I met up with Ted and Isabel today to play some Old Time music. We’ve been having these sessions regularly, and I am enjoying them so much. Ted and I had already been playing together for a while before Isabel joined us. We had a tune list and were working on improving our performance. Isabel knows many of the tunes Ted and I had been playing plus she’s introduced several tunes into the mix which are new to me.
I find these sessions to be exhilarating and so much fun! At the same time, they’re mentally exhausting for me as I’m trying to focus on listening to what the others are playing and adapt my playing on the fly. As well, with the tunes that are new to me, I’m trying to figure out how best to contribute as we’re playing them and I’m finding it’s taking a few sessions to fully start to feel one of these new tunes. Fortunately I feel comfortable enough to not worry too much about messing up during a session.

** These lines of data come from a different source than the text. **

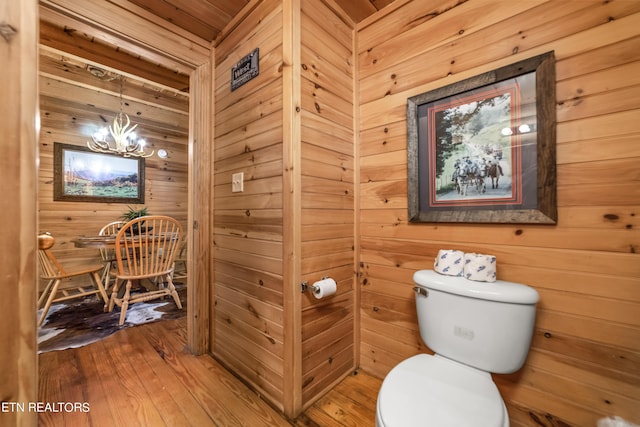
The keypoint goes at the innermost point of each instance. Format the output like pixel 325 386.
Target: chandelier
pixel 124 140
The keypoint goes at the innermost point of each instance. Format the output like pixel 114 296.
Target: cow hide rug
pixel 78 323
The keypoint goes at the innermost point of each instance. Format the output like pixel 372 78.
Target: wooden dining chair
pixel 146 249
pixel 180 268
pixel 52 271
pixel 108 255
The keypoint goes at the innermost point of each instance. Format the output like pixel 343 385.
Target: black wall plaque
pixel 246 69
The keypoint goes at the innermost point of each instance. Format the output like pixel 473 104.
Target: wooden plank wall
pixel 254 229
pixel 73 104
pixel 585 356
pixel 327 208
pixel 18 172
pixel 247 326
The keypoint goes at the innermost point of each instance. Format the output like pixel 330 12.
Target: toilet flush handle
pixel 421 291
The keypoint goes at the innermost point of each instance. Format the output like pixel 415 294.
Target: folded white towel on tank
pixel 480 267
pixel 449 262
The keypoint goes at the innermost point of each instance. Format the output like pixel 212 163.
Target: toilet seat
pixel 427 390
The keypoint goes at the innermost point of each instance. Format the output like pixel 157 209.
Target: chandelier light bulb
pixel 125 142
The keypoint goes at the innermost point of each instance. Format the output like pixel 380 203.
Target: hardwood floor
pixel 142 376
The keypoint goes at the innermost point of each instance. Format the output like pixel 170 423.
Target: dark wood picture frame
pixel 483 150
pixel 82 175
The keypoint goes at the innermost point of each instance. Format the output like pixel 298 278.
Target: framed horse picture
pixel 483 149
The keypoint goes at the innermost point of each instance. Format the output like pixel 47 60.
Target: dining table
pixel 104 242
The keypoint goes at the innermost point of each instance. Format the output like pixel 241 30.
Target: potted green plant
pixel 132 214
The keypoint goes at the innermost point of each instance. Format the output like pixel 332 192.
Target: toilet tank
pixel 487 325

We’re starting to really cook on some of these tunes, such as Rachel (Texas Quickstep), Sandy Boys, Snake River Reel and Greasy Coat. We still have work to do on some of the others, but I feel they’re all coming along. I made up a list of tunes that either Ted and I or all three of us have played together so far and was surprised there were over 40 of them on the list. We play some of these tunes a lot more than others, of course, and I think for all three of us, some tunes are quickly becoming favourites.
Isabel introduced two tunes today – Old Bunch of Keys and Icy Mountain. I’m familiar with Old Bunch of Keys but had never tried to play it before. I don’t think I had even heard Icy Mountain previously. Homework. The first thing to do is get on YouTube and listen to various versions of each of these tunes, until I get those melodies stuck in my ever-so-tiny brain. I need to be able to hear a tune in my head to learn it. Sometimes in a session, when we flounder, we find a version of a tune we like and listen to it together, and that seems to really help.
I feel as if I’m becoming a better banjo player pretty quickly as a result of playing music with my new friends. I’m learning a bunch of new tunes more or less at once, and I’m also learning to listen and be sensitive to the other players. Although I’ve played with others some at banjo camps and festivals, more of my time has been as a front porch player, so this has been a fantastic opportunity for me.